Design and implementation of an optimized one-sided communication run-time for Global Arrays on Blue Gene/P

Sreeram Potluri
Seminar

The Partitioned Global Address Space (PGAS) models bring together the best features of the shared memory programming model and the message passing model. While providing simple operations for one-sided communication, they expose the data distribution information to the applications for them to exploit locality. Though these models provide an efficient interface, their performance largely depends on how their implementations efficiently exploit the features provided by the underlying systems. Some of these implementations use other run-time systems to provide them the abstraction for remote memory access (RMA) operations. In such cases, the API that the run-time system exposes and its implementation play a crucial role in the overall performance of the PGAS model. This work focuses on Global Arrays, a library based PGAS model, and its run-time system, namely ARMCI, on the Blue Gene/P. First, the various features offered by the BG/P system and its low level communication API, DCMF, were explored and evaluated using micro-benchmarks. The impact of shared system resources on performance was studied at scale. Then, the limitations of the interface and implementation of the current AMRCI run-time were analyzed. Finally, the A1 library, a super-set of ARMCI, was designed, providing API that would allow Global Arrays to take advantage of the features and performance offered by the underlying system.

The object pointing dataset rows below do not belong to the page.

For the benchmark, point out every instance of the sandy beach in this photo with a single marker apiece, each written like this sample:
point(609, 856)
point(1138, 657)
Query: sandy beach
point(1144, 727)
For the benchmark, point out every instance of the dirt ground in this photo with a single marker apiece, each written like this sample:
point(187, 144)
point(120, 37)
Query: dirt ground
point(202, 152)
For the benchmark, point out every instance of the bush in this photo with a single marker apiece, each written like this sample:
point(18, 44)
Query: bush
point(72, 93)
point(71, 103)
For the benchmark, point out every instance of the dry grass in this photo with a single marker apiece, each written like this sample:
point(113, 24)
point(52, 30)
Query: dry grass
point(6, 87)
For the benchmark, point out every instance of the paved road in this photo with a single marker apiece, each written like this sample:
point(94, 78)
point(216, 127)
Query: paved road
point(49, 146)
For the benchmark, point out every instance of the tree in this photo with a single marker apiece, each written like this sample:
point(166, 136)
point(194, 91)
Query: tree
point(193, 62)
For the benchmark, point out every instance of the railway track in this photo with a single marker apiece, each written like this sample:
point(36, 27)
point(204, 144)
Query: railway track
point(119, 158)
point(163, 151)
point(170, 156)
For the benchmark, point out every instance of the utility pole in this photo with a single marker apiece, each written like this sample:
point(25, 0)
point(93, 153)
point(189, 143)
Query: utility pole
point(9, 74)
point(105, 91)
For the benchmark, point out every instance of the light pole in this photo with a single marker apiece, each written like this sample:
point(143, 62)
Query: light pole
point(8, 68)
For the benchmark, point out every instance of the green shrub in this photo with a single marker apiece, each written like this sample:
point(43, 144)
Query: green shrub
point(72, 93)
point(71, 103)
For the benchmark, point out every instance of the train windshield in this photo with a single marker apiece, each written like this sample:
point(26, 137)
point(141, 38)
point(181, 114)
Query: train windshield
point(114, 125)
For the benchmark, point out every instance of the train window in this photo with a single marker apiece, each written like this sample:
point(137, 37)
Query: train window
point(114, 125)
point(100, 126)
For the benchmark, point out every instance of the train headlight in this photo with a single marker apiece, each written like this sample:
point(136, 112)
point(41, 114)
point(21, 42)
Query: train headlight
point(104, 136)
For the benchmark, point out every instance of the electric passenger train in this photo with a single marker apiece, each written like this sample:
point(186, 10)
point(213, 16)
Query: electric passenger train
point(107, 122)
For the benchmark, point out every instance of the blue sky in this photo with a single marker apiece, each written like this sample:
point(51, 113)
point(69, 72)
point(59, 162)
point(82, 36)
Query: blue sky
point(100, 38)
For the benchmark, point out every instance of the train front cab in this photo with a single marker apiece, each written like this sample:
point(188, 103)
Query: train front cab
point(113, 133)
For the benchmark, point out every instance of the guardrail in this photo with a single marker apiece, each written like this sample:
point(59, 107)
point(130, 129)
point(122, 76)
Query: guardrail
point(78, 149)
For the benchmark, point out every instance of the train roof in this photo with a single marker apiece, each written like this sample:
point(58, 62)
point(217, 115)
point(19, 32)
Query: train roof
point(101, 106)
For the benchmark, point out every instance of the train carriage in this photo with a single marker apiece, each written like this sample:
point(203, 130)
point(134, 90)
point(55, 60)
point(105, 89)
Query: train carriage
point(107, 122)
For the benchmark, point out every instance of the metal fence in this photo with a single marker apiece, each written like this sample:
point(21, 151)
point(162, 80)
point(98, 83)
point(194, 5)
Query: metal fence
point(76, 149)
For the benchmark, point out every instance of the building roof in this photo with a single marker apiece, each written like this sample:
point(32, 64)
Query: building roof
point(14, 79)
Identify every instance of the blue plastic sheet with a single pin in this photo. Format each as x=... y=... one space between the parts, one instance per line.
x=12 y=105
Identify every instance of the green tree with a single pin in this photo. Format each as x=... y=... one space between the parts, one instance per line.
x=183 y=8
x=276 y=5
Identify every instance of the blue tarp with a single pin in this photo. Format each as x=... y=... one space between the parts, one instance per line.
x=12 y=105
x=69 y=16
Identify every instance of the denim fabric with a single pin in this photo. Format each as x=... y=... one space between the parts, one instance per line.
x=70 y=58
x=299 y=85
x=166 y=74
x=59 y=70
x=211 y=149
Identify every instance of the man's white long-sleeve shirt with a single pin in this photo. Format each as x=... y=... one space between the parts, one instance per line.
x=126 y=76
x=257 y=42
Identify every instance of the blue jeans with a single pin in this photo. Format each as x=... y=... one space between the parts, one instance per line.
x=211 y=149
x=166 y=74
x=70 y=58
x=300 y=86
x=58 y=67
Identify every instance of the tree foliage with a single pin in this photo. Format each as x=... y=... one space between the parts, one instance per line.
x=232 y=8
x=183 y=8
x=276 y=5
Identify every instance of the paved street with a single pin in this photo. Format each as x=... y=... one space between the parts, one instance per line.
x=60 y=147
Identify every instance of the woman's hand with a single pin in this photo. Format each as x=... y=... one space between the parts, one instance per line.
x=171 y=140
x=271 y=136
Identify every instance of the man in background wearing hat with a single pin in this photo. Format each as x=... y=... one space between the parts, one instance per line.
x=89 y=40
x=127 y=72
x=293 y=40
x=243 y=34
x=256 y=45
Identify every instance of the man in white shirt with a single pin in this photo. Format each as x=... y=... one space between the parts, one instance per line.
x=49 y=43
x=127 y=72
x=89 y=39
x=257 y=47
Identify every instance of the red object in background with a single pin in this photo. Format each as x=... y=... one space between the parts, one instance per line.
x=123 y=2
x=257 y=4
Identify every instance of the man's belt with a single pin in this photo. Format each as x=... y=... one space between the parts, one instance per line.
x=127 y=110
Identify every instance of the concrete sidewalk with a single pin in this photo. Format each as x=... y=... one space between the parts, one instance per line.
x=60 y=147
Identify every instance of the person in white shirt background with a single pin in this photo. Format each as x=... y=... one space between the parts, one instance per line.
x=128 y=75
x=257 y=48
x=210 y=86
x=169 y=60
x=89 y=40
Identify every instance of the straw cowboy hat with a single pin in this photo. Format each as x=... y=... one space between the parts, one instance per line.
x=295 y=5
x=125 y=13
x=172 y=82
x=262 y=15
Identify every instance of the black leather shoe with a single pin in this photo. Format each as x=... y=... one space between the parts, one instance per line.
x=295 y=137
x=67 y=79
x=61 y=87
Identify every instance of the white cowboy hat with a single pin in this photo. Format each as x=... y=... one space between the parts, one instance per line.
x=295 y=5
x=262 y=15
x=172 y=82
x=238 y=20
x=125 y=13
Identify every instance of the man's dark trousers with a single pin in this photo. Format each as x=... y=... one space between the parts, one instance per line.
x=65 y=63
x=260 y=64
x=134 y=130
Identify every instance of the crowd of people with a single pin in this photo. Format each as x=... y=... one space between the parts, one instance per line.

Biography: Sreeram Potluri is a Graduate Student in the Department of Computer Science and Engineering at The Ohio State University. He is a member of the Network-Based Computing Laboratory lead by Dr. D. K. Panda. He had received his Bachelors degree in Computer Science and Engineering from the Jawaharlal Nehru Technological University, Hyderabad, India. His research interests include high speed interconnects, parallel programming models and high-end computing applications. His recent work includes optimizing AWP-ODC, a widely used seismic modeling application, using MPI-1 Non-blocking and MPI-2 RMA semantics on large scale InfiniBand clusters. This work was published at ICS'10 and is part of the application's entry as a finalist for the 2010 Gordon Bell Prize. Sreeram is involved in the design and development of MVAPICH2, an open-source high-performance implementation of MPI-2 over InfiniBand and 10GigE/iWARP. This software is currently used by over 1,100 organizations in 56 countries.